Didi texted me a photograph of the queue stretching around the block. Brownies, dwarves, fae, and assorted supernatural residents were lined up outside the familiar blue awning, many of them carrying baked goods and flowers for the Lincoln sisters.

Amberford was finally settling back into something resembling normal. The Forgetting spells Esmeralda had cast across town had begun to fade. Daria had assigned the Ashgrove coven to monitor the Thornwick property while the ley lines recovered. Oscar had been put in charge of filing the official report on the Lincoln sisters’ kidnapping, a task he’d accepted with the enthusiasm of someone who’d been handed a root canal.

Which left the matter of the black cat’s fate.

Victoria, Samuel, Pearl, Bo, and I pulled up to Barney’s mansion on a crisp Saturday afternoon a week after the emergency Alliance meeting. The brass door knocker had new googly eyes on it. Nobody commented on them.

Barney answered the door in his usual pristineattire. There were four parallel scratches on his left forearm.

Pearl swished her tail. “Those look fresh.”

“They are,” the vampire said sullenly. “Before anyone says anything, I want it on record that what you’re about to see and hear was not my idea.”

We exchanged puzzled glances.

“Noted,” Samuel said. “How’s your new ward?”

Barney’s jaw tightened in a way that conveyed several paragraphs of suffering. “She’s peachy.”

He stepped aside and let us in.

Harold materialized in the hallway, the butler’s composure firmly intact despite a small bandage on one finger.

“Welcome back,” he greeted us. “Shall I fetch the tea service?”
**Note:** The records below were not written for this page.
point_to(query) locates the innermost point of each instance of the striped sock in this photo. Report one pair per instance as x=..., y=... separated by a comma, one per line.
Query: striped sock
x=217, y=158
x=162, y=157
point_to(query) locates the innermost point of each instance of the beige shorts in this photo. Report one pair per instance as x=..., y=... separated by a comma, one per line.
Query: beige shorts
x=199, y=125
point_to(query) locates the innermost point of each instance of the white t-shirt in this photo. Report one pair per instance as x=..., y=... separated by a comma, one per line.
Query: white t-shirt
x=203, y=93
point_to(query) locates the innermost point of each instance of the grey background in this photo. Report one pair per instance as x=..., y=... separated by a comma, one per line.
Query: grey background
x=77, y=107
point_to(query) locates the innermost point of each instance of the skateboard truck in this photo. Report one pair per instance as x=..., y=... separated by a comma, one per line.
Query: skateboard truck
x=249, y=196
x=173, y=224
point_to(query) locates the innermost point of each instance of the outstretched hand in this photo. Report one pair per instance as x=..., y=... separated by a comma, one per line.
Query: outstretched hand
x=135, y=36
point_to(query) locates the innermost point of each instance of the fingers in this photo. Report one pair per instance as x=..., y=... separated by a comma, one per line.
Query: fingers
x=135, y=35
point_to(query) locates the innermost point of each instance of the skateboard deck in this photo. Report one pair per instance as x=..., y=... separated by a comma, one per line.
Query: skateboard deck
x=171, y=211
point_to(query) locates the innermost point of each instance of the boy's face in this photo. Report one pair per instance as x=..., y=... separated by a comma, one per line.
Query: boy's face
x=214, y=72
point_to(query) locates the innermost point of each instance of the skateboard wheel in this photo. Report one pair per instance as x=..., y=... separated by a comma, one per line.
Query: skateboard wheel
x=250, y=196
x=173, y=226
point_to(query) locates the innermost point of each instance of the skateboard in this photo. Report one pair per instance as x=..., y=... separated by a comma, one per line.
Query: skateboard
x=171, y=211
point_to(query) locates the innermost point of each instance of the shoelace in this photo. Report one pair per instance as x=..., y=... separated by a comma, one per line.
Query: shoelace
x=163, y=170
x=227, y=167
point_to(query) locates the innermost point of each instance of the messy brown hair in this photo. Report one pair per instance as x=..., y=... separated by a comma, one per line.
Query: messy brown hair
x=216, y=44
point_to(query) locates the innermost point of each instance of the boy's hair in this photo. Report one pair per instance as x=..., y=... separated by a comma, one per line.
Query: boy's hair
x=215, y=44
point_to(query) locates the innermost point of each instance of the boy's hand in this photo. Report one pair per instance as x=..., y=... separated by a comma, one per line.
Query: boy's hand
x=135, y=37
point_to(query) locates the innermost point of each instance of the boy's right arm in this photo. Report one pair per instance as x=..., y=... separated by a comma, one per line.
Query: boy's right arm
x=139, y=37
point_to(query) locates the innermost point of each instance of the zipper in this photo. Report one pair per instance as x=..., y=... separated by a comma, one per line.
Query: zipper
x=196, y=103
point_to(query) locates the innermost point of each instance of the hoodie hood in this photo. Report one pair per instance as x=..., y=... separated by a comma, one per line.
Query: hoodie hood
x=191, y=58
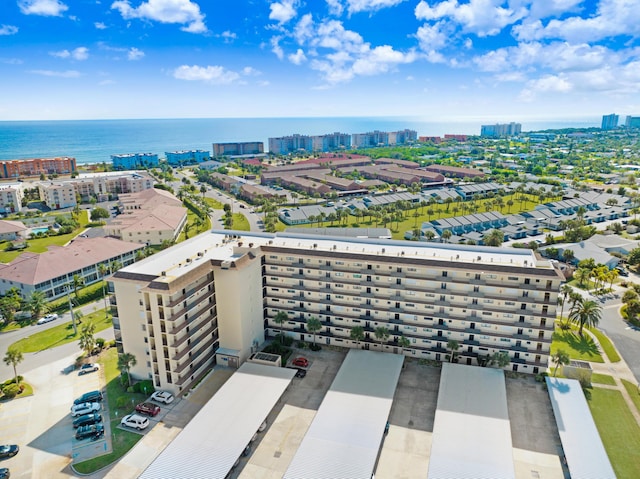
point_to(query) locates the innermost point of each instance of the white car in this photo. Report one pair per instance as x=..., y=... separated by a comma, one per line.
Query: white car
x=162, y=396
x=85, y=408
x=135, y=421
x=47, y=318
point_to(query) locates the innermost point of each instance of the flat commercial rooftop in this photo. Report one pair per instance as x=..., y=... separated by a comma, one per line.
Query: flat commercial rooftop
x=215, y=438
x=344, y=438
x=471, y=430
x=583, y=449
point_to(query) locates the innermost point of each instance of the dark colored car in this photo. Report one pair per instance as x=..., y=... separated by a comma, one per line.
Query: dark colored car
x=95, y=431
x=8, y=450
x=301, y=362
x=148, y=408
x=87, y=420
x=92, y=396
x=300, y=373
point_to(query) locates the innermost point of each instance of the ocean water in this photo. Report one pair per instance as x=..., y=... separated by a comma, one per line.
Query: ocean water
x=94, y=141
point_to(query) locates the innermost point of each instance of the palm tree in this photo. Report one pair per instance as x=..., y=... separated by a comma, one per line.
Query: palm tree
x=313, y=326
x=280, y=319
x=37, y=303
x=13, y=357
x=357, y=334
x=560, y=357
x=382, y=334
x=586, y=314
x=87, y=340
x=453, y=345
x=125, y=362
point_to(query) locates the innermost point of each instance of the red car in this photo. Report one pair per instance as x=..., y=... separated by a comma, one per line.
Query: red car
x=148, y=408
x=301, y=362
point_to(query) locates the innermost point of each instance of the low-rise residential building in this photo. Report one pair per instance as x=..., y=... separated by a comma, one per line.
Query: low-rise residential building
x=11, y=196
x=37, y=166
x=223, y=290
x=149, y=217
x=52, y=272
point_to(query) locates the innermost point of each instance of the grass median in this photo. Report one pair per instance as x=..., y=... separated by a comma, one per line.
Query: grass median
x=61, y=334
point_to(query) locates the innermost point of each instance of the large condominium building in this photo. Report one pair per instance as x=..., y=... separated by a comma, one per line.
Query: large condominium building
x=290, y=144
x=187, y=157
x=238, y=149
x=609, y=122
x=501, y=130
x=37, y=166
x=216, y=297
x=131, y=161
x=11, y=196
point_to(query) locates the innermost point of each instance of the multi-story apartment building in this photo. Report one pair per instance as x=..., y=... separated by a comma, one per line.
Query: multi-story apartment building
x=58, y=194
x=238, y=149
x=37, y=166
x=131, y=161
x=290, y=144
x=185, y=157
x=11, y=196
x=218, y=294
x=609, y=122
x=331, y=141
x=501, y=130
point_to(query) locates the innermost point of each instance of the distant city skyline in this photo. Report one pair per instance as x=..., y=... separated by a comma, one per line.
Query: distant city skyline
x=485, y=60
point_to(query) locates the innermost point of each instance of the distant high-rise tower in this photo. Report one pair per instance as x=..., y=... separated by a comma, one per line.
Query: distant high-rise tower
x=609, y=122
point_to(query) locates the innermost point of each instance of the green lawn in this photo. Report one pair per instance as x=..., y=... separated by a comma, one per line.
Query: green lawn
x=618, y=429
x=61, y=334
x=240, y=222
x=584, y=348
x=606, y=344
x=634, y=392
x=603, y=379
x=121, y=441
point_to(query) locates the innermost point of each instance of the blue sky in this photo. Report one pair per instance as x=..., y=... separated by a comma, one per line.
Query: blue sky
x=439, y=59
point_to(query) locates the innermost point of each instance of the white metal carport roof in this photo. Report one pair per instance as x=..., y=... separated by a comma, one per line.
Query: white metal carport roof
x=471, y=431
x=586, y=457
x=344, y=438
x=214, y=439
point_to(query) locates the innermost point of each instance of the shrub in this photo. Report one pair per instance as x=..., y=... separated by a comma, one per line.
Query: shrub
x=10, y=391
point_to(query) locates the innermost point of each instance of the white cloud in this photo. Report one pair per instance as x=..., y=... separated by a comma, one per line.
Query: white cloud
x=355, y=6
x=45, y=8
x=80, y=53
x=482, y=17
x=283, y=11
x=216, y=75
x=183, y=12
x=298, y=57
x=335, y=7
x=134, y=54
x=52, y=73
x=8, y=30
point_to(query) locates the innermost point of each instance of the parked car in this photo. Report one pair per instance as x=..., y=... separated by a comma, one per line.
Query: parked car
x=87, y=420
x=91, y=396
x=94, y=431
x=88, y=368
x=148, y=408
x=162, y=396
x=301, y=362
x=9, y=450
x=47, y=318
x=85, y=408
x=300, y=373
x=135, y=421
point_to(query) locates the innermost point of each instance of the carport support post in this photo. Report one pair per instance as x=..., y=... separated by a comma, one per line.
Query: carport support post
x=73, y=318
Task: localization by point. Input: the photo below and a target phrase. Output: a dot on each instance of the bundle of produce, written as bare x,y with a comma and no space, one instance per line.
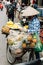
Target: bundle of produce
5,29
10,24
41,35
32,40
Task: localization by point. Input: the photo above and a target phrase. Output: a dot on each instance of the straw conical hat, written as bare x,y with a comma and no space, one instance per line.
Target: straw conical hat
30,11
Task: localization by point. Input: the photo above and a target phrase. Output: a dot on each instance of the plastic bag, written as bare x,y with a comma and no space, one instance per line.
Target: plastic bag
38,46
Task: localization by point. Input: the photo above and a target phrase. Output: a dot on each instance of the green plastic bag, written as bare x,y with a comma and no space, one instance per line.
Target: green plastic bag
38,46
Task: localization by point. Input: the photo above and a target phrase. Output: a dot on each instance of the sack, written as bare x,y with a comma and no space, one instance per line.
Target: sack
38,46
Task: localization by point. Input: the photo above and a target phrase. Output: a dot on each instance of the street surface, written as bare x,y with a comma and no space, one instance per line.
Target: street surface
3,20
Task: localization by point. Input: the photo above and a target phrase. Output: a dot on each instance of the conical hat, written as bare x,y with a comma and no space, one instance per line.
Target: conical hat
30,11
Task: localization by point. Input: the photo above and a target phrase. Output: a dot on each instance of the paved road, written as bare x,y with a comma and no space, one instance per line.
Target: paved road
3,20
3,42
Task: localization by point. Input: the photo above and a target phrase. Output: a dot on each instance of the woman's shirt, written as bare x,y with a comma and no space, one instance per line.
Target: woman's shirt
34,25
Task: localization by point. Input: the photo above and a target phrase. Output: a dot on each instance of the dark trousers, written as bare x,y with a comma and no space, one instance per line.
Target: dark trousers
11,16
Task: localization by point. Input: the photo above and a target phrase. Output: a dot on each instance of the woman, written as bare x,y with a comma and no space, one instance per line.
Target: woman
34,24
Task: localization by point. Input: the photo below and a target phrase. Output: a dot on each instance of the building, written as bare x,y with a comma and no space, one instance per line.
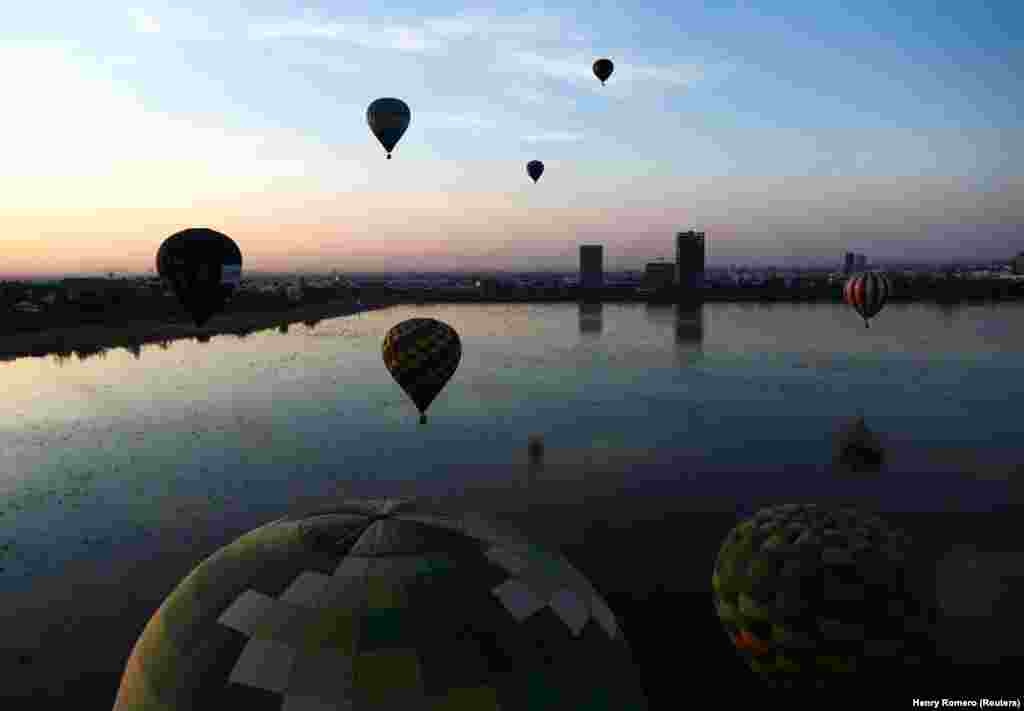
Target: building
657,276
98,290
591,266
689,260
1017,263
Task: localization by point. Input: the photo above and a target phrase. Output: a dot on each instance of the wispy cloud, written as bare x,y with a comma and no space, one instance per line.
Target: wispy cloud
469,122
143,22
121,60
480,26
432,34
553,137
296,55
372,36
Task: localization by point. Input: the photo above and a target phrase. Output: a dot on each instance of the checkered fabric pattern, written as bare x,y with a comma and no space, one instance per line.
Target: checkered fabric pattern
805,591
422,354
382,605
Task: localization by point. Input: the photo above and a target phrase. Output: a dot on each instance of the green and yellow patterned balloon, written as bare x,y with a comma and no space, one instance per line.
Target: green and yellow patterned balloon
382,604
422,354
814,597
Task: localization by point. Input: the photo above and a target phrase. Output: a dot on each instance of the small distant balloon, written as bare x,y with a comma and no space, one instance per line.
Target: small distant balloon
535,169
204,268
603,69
867,293
422,354
388,119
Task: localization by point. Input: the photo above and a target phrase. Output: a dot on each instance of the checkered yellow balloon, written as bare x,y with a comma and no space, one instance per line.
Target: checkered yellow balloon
422,354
“Please,” Victoria said. She glanced at the claw marks on Barney’s arm. “And maybe a first aid kit for your master.”

Harold’s smile didn’t waver. “Already prepared, ma’am.”

We followed Barney down the familiar hallway lined with oil paintings. A framed portrait that I didn’t remember seeing before hung near the drawing room. It was a photograph of a black cat wearing a pink bow, set inside an ornate gilded frame.

I slowed. “Wait. Is that?—”

“Don’t,” Barney said darkly.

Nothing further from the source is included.